There’s a medical staffing crisis in the NHS which has been intensifying in recent years. For over a decade there have been calls for the government to ensure that we have a robust and sustainable NHS workforce by providing more medical student training places, and tackle the specialist training pathways for qualified doctors. But despite the many ambitious promises from successive leaders, the picture remains dismal. There are now huge staffing gaps, bottlenecks that inhibit doctors accessing training to produce the specialists we desperately need, and NHS doctors have been treated very badly by the government for the past 13 years.
The workforce has endured pay freezes and squeezes which have seen salaries plummet in real-terms since 2010. There have been punitive pension changes which have had enormous and unforeseen impacts on some doctors and most excruciating of all, NHS doctors have become the victims of politicised rhetoric from a group of politicians who profess to love the NHS but have continually undermined its functioning.
As we emerged from the pandemic, waiting lists were growing fast, and NHS staff were doing everything they could to meet the needs of their patients. GPs, in particular, have absorbed a huge amount of the pressure as patients endured long delays and cancellations with their hospital treatment. In August 2021 alone, GP practices in England saw five million more patients compared to the same month the previous year. And while all this was taking place, the government were busy pushing a Bill through Parliament which has fractured the NHS in England by breaking it into smaller units, and at the same time appeared to be running a campaign of abuse against the doctors. Things intensified so much that, as the Guardian reported, “Sajid Javid’s criticisms of how GPs work have fuelled a rise in verbal and physical attacks on them and their staff, the leader of Britain’s family doctors has claimed.”
It has been extremely difficult for NHS staff to absorb rhetoric from politicians, and then to see it repeated in many privately-owned media outlets again and again until it takes on the impression of fact. Doctors have been accused of being lazy and work-shy, greedy or uncaring, and, of course, many patients are absorbing this rhetoric and sometimes repeating these lines back to their doctors. The public are deeply frustrated, often suffering, often anxious, and looking for someone to blame. Some politicians and media outlets have instructed them to blame doctors.

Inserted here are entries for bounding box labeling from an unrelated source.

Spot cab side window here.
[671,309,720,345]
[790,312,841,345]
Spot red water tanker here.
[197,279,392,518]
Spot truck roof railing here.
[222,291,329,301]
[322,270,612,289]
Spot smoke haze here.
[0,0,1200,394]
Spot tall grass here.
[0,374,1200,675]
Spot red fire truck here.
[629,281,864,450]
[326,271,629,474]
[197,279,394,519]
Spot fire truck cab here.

It’s ramped up recently, because of the widespread industrial action. But for most of the doctors I speak to, the strikes are not solely about pay; most are not striking out of personal interest alone. When they go to work it is an incredibly stressful place to be, because the service has been cut back so significantly. They lack the colleagues they need to make the service feel robust, and who made the care for patients feel holistic. When you cut budgets, cut services, and cut staff, you are also cutting away care. Everywhere in the NHS there is a background hum of pressure, and the NHS staff exist within this environment every single day. The waiting lists are inescapable and suffocating; they loom over so many people who are doing their best, but who are exhausted. Their efforts never feel quite enough.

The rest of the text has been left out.